Mas tenho que lhe fazer justiça, senhor ex-ministro desse ramo: tem que amar obsessivamente o Fernando para levar a vida a comprar “tudo” dele (“Eu tenho tudo!”, gabou-se à entrevistadora), até a sua colecção de selos, “os óculos que usava” (lembre-se do que a esse respeito lhe disse há pouco!), “a biblioteca pessoal dele” (então a da Casa Pessoa é imitação?). E eu amo quem ama o Fernando. Por isso, dê cá um abraço e continue a coleccionar “tudo”, objectos e informações sobre ele e os seus arredores, nos quais resido. Prometo que se comprar a Arca, como diz ter intenção, para a doar à Casa Pessoa, eu até lhe confidencio uma porção de coisas que mais ninguém sabe para o seu próximo livro! Faça isso, senhor ex-ministro da Justiça, com o que dará uma justa bofetada ao Estado português, que não comprou, no último leilão dos pertences do Fernando, esse símbolo da nossa identidade nacional, adquirido por um particular, aliás por um preço irrisório. E pensar que, com o dinheiro que foi e continua a ir buscar aos nossos bolsos para pagar os roubos feitos no BPN pelos parceiros e vizinhos do nosso Presidente, o Estado compraria essa arca milhões de vezes!

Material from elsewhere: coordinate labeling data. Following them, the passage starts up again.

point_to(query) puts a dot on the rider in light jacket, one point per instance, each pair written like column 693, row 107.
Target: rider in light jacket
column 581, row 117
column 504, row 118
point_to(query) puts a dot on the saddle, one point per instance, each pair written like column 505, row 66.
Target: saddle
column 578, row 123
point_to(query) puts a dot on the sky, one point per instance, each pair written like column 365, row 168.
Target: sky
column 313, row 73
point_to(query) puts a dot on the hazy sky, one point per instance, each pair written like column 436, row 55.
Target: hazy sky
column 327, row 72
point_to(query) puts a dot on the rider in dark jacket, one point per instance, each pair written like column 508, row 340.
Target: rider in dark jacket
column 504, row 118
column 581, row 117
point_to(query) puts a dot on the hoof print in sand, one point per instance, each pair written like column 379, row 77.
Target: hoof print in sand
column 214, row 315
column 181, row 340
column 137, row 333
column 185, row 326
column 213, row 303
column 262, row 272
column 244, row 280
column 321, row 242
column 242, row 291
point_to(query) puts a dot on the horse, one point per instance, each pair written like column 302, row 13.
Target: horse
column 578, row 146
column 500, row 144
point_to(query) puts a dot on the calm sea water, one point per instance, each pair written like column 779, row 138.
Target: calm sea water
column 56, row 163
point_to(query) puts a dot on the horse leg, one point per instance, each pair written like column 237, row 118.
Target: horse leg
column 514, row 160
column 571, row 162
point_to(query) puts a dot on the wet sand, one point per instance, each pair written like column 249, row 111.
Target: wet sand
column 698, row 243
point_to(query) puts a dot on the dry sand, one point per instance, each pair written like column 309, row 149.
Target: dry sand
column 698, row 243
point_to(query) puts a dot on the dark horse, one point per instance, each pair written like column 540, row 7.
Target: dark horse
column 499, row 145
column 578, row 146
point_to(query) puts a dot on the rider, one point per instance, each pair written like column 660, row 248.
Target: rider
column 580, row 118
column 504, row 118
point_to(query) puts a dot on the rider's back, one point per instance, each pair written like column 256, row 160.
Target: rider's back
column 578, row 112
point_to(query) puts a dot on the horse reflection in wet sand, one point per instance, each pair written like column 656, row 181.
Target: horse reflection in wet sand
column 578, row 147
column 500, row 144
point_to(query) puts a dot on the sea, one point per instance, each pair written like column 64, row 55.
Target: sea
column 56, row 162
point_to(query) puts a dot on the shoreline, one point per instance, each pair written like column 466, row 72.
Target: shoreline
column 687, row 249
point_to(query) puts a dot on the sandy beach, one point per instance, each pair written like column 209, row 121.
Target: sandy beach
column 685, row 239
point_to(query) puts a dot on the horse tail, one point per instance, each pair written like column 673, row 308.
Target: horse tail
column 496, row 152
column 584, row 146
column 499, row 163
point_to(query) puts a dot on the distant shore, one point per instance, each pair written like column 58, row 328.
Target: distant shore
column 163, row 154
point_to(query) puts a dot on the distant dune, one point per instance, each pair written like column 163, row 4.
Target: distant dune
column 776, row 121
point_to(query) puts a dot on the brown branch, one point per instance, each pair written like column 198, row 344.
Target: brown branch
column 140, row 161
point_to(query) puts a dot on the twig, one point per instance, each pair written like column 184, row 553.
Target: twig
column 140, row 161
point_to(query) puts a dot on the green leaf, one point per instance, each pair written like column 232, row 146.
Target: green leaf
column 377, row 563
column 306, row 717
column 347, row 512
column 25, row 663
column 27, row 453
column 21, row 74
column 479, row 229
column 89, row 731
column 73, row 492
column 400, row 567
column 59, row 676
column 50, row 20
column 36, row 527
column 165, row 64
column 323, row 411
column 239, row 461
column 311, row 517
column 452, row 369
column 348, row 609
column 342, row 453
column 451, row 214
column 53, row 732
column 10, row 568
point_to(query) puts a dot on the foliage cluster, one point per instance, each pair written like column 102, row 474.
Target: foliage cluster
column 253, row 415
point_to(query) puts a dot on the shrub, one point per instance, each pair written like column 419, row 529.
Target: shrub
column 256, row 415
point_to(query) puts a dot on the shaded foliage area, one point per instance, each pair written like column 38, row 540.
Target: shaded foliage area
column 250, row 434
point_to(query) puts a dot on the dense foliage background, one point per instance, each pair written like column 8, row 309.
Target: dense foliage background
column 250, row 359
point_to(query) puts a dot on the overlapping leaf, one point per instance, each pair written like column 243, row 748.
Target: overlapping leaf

Prometo que me vou avidamente precipitar sobre o seu livro. Se o senhor entretanto comprar a arca, quem sabe se eu até vou escrever que saber o nome da sapataria onde o Fernando se calçava, e da rua da tabacaria que me inspirou e da lavadeira Irene e sua filha Guiomar é perfeitamente indispensável para entender a nossa obra – nossa, sim, que detenho um razoável número de quotas nessa empresa.